Church and State
There's a debate about the religious convictions of the founding fathers (and mothers). Some of my friends of the political right argue that our country was founded on Christian principles and therefore it's a good thing to mingle religion with government. My left wing friends counter that the nation was created by Deists and the wall between church and state must be high and absolute.
Rather than carry on a dialog of the deaf, I think we should let the founders speak for themselves. What follows is a series of quotations by the founders, taken from "The Founders on Religion" edited by James H. Hutson.
"The Institutions in New England for the Support of Religion, Morals and Decency, exceed any other, obliging every Parish to have a Minister, and every Person to go to Meeting."
John Adams to Abigail Adams, 10/29/1775
"I contemplate with sovereign reverence that act of the whole American people which declared that their legislature should make no law respecting an establishment of religion, or prohibiting the free exercise thereof, thus building a wall of eternal separation between church and state."
Thomas Jefferson, draft letter to the Danbury Baptist Association, 1/1/1802
"(I)t may not be easy, in every possible case, to trace the line of separation, between the rights of Religion & the Civil authority. . . The tendency to a usurpation on one side, or the other, or to a corrupting coalition or alliance between them, will be best guarded against by an entire abstinence of the Government from interference, in any way whatever, beyond the necessity of preserving public order & protecting each sect against trespasses on the legal rights of others."
James Madison to Jasper James, 9/1833
"Were it possible for St. Paul to rise from his grave at the present juncture, he would say to the clergy who are now so active in settling the political affairs of the world: 'Cease from your political labors - your kingdom is not of this world. Read my Epistles. In no part of them will you perceive me aiming to depose a pagan emperor or to place a Christian upon a throne. . . .' Human governments may receive support from Christianity, but it must be only from the love of justice and peace. . ."
Benjamin Rush to Thomas Jefferson, 10/6/1800
"Being no bigot myself to any mode of worship, I am disposed to indulge the professors of Christianity in the church, that road to Heaven, which to them shall seem the most direct plainest easiest and least liable to exception."
George Washington to the Marquis de Lafayette, 8/15/1787
"There is not a single instance in history in which civil liberty was lost, and religious liberty preserved entire."

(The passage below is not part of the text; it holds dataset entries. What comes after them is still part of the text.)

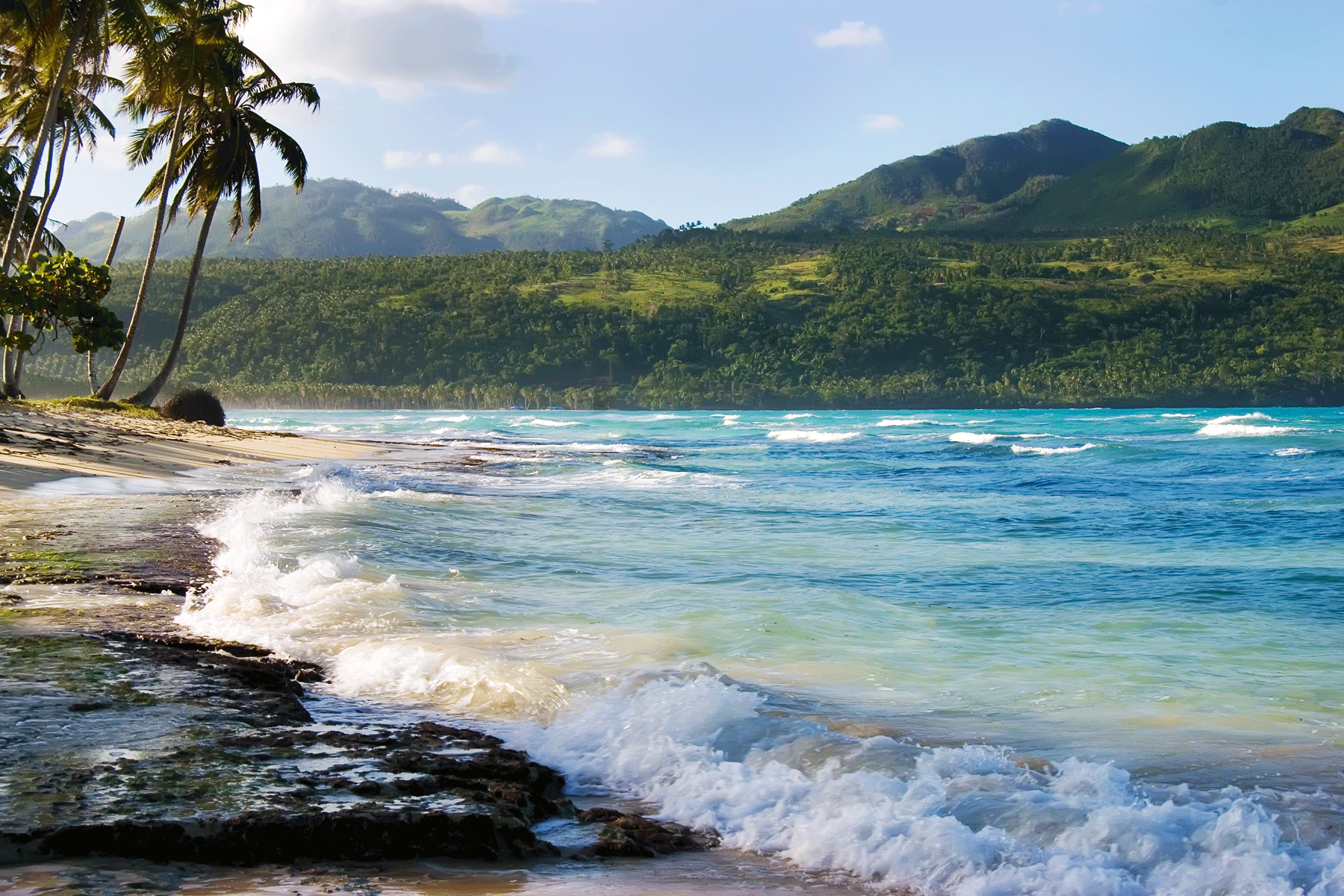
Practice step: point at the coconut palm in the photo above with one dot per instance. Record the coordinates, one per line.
(220, 160)
(47, 43)
(193, 47)
(78, 124)
(57, 38)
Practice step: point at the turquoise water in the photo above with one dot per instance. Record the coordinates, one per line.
(969, 652)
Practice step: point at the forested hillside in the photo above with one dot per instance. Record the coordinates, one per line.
(1055, 179)
(948, 184)
(715, 319)
(1225, 171)
(340, 218)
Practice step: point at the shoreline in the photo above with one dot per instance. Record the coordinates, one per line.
(97, 668)
(45, 442)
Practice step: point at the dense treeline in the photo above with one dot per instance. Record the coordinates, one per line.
(1152, 316)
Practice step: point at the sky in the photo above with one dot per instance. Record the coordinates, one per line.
(718, 109)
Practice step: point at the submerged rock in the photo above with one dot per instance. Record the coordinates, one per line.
(213, 756)
(638, 837)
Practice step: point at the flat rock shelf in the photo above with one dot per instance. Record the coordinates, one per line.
(139, 743)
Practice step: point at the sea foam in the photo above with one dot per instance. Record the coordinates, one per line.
(329, 609)
(1234, 425)
(811, 435)
(1033, 449)
(961, 821)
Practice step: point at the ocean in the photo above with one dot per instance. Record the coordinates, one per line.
(1090, 652)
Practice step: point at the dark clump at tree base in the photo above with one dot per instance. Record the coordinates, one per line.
(194, 406)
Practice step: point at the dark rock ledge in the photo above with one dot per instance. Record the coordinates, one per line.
(148, 744)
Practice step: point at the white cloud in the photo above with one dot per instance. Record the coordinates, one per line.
(398, 47)
(850, 34)
(408, 159)
(608, 146)
(882, 122)
(470, 195)
(490, 153)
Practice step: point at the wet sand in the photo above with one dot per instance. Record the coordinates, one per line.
(42, 444)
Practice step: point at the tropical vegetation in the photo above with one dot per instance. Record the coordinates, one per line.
(195, 89)
(715, 319)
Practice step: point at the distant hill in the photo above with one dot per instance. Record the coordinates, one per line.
(340, 218)
(953, 181)
(1225, 169)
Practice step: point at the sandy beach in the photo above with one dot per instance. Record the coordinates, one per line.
(40, 442)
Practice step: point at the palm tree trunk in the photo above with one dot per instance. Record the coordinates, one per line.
(10, 388)
(169, 169)
(49, 122)
(148, 394)
(35, 243)
(112, 253)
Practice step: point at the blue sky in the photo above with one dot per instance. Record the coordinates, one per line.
(717, 109)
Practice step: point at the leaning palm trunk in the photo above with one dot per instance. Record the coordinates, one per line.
(169, 169)
(10, 388)
(148, 394)
(49, 122)
(112, 253)
(35, 243)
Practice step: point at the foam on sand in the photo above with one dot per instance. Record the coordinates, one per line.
(960, 821)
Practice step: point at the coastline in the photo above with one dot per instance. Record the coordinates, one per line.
(87, 635)
(42, 442)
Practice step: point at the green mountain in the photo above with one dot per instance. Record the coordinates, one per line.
(342, 218)
(1223, 171)
(949, 183)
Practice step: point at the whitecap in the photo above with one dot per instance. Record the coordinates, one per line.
(542, 421)
(1243, 429)
(1231, 418)
(811, 435)
(944, 820)
(1031, 449)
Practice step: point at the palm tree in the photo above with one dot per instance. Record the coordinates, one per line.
(58, 37)
(78, 122)
(47, 43)
(220, 160)
(191, 49)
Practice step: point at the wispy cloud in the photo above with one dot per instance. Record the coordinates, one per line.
(608, 146)
(882, 122)
(850, 34)
(490, 153)
(408, 159)
(398, 47)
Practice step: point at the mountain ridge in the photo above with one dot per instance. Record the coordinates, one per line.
(956, 181)
(337, 218)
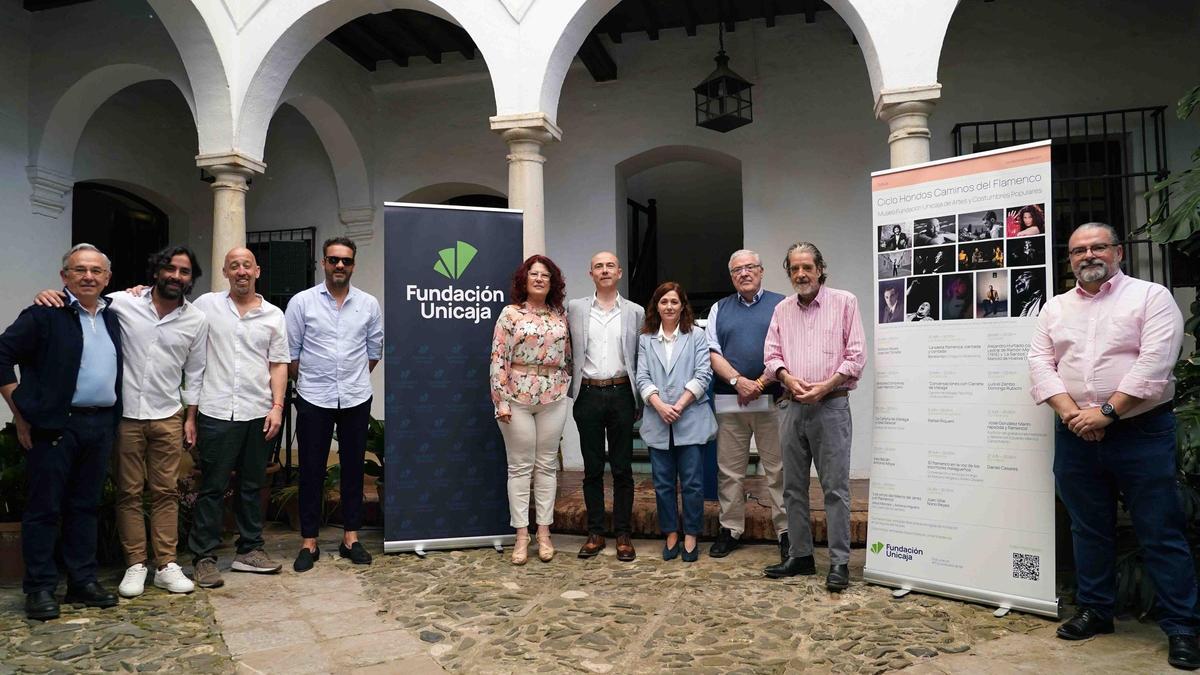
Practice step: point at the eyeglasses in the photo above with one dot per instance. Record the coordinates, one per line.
(1096, 249)
(744, 268)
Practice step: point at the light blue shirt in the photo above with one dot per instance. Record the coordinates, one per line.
(96, 382)
(334, 345)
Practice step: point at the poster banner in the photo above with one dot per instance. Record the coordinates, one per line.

John Witherspoon, 5/17/1776
These are only a few remarks by the founding generation, and often the men we look up to so much changed their minds during their lives. John Adams, for example, was or became a Unitarian, and made numerous critical comments on organized denominations. Thomas Jefferson sat in the White House cutting up the gospels, deleting anything he figured Jesus didn't actually say. On the other hand, certainly all the founders emerged from a culture in which Christianity was embedded, and greatly influenced them.

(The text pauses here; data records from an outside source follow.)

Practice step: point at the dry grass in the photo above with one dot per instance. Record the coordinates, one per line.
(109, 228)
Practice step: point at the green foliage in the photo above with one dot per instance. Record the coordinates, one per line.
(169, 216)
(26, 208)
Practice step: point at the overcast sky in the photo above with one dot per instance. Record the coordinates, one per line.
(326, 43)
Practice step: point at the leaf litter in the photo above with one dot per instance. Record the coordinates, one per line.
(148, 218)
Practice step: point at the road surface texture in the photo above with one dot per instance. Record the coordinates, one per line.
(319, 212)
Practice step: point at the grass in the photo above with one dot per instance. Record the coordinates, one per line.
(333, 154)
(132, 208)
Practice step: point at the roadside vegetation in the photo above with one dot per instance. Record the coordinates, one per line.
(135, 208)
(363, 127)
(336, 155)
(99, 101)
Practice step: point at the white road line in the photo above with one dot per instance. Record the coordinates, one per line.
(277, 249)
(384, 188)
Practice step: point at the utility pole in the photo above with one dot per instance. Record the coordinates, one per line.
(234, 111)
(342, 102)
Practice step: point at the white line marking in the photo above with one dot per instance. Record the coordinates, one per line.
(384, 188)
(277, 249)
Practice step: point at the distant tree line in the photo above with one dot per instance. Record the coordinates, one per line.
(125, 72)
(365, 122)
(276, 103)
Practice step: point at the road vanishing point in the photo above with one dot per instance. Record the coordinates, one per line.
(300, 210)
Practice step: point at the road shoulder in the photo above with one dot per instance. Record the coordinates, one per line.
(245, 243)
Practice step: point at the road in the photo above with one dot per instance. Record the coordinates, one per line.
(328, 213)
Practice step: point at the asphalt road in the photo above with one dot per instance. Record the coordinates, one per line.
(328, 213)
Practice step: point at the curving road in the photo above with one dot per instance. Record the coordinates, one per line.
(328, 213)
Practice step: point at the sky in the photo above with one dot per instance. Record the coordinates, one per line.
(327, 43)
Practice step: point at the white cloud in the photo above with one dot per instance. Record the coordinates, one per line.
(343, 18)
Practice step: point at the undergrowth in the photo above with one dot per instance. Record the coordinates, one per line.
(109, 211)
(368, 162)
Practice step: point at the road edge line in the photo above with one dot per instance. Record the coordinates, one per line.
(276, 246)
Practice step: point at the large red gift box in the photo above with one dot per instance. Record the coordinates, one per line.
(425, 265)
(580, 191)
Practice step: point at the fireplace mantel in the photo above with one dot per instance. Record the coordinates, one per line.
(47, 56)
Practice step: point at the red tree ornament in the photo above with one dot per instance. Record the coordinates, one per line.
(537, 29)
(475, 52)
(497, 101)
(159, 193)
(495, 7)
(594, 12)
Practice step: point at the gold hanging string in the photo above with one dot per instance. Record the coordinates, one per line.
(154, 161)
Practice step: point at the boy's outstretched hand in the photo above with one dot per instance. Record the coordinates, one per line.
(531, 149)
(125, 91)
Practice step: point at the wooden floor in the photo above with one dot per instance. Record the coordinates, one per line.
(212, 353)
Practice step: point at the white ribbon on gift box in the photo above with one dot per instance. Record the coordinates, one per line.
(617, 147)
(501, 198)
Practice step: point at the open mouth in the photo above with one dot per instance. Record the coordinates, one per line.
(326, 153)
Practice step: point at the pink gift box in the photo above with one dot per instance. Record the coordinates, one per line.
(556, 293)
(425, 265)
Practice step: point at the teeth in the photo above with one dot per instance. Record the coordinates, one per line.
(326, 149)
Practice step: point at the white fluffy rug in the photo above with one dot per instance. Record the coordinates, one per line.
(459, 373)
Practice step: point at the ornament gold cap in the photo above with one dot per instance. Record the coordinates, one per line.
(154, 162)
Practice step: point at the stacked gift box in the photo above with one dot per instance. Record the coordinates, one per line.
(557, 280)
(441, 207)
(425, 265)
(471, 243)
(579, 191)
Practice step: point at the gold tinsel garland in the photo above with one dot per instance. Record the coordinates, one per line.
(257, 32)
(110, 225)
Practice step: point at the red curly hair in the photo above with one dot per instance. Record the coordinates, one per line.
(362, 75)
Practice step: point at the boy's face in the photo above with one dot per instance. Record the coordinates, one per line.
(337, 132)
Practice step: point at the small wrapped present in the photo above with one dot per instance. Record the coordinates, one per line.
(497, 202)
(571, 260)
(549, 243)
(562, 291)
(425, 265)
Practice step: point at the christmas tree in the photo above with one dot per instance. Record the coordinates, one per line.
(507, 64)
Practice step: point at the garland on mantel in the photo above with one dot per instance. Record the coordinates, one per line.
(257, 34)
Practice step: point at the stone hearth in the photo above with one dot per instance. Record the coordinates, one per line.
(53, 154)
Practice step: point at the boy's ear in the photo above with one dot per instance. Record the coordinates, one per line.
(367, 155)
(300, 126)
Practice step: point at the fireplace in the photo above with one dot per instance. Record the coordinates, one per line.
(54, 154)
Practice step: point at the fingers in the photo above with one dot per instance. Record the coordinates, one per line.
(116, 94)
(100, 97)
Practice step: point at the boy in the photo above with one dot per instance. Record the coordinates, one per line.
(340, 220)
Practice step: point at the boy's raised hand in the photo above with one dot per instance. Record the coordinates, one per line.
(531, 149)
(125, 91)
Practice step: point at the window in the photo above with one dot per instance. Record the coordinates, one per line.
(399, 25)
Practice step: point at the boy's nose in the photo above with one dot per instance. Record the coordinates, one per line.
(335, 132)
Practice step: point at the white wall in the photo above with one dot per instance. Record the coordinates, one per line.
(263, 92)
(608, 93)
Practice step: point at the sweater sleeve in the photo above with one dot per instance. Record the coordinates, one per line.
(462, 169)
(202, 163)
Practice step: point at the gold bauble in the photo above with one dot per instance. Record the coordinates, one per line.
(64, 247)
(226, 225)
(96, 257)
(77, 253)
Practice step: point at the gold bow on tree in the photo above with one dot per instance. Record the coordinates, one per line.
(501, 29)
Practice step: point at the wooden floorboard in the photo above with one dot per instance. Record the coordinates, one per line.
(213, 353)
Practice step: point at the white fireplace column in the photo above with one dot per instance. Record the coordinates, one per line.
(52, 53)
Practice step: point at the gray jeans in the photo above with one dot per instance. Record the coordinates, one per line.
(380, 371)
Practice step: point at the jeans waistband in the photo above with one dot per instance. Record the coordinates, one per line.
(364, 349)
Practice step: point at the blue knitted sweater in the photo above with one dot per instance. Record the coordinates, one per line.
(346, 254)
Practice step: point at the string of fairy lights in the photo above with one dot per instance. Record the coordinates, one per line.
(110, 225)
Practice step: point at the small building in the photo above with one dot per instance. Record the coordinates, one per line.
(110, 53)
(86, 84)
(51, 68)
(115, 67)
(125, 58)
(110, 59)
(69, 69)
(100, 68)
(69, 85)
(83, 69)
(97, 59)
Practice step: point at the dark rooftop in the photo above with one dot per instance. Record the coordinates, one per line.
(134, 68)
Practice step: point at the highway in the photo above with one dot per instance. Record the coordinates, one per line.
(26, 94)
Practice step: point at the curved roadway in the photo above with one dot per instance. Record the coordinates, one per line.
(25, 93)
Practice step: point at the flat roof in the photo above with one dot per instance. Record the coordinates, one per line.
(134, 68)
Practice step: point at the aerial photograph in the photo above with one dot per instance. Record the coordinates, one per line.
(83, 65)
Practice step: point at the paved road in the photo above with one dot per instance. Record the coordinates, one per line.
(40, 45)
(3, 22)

So, there does not seem to be a consensus among the people who gave us the Revolution and the Constitution. That being so, I think it's a mistake to blur whatever the distinction is between the world of faith and the secular world.
(In the original texts, the words in bold type here were underlined.)

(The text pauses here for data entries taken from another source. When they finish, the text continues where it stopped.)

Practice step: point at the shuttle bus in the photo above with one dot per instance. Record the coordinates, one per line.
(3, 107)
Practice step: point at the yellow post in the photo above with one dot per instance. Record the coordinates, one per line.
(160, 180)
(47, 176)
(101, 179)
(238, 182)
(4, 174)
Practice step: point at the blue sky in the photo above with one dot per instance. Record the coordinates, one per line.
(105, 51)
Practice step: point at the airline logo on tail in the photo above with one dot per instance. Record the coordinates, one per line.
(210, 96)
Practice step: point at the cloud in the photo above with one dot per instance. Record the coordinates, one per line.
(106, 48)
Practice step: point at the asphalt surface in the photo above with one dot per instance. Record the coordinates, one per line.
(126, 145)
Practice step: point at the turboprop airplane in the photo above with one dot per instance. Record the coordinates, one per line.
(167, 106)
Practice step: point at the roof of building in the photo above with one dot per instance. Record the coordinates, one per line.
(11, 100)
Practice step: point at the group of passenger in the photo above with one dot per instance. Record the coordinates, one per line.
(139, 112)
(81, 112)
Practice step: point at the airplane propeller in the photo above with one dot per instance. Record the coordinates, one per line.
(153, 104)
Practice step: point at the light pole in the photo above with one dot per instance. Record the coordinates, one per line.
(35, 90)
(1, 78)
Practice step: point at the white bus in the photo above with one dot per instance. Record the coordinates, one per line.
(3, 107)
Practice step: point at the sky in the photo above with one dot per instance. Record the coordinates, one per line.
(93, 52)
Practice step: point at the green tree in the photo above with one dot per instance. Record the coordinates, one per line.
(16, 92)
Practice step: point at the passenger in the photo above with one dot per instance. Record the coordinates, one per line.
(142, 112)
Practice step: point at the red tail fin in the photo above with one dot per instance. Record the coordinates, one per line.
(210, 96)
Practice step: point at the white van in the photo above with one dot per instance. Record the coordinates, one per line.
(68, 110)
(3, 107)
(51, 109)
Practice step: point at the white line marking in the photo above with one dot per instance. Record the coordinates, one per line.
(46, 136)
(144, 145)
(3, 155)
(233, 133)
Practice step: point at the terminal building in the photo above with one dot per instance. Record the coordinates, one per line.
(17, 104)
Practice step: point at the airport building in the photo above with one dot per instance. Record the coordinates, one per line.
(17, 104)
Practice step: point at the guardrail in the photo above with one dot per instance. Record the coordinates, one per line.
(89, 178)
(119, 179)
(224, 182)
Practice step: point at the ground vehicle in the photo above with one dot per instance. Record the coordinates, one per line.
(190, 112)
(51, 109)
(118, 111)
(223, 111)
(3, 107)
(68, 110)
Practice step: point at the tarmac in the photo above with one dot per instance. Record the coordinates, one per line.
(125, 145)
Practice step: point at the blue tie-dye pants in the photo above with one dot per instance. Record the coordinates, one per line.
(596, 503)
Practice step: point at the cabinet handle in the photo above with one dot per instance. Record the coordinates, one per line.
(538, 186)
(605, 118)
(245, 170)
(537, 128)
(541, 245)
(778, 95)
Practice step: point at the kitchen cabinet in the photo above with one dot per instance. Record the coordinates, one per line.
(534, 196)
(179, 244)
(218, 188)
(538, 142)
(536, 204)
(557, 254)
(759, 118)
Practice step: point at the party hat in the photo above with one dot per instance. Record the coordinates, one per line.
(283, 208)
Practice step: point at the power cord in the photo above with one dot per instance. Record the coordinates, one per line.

It's a very complicated issue. People do confuse COLONIAL New England with The United States of America, for instance. In colonial New England, "religion" that is, a very theologically conservative form of Christianity was the order of the day. In Massachusetts it was what became the "Congregational Church". Framingham's "First Parish Church" was absolutely set up and supported by the Town Government. A minister (John Swift) was hired by the TOWN. The whole founding fathers thing gets blurred. Some were very theologically liberal (an excellent example is Jefferson) and some were pretty "fundamentalist" Christians. On both sides, they'd seen the problems and excesses of having a "state church" and desired that state churches were a very bad idea and should not exist. As one Baptist pastor of the late 20th Century said (Dr. John DeBrine) "we should have a separation of church and state but not a separation of God and government". I agree with that statement.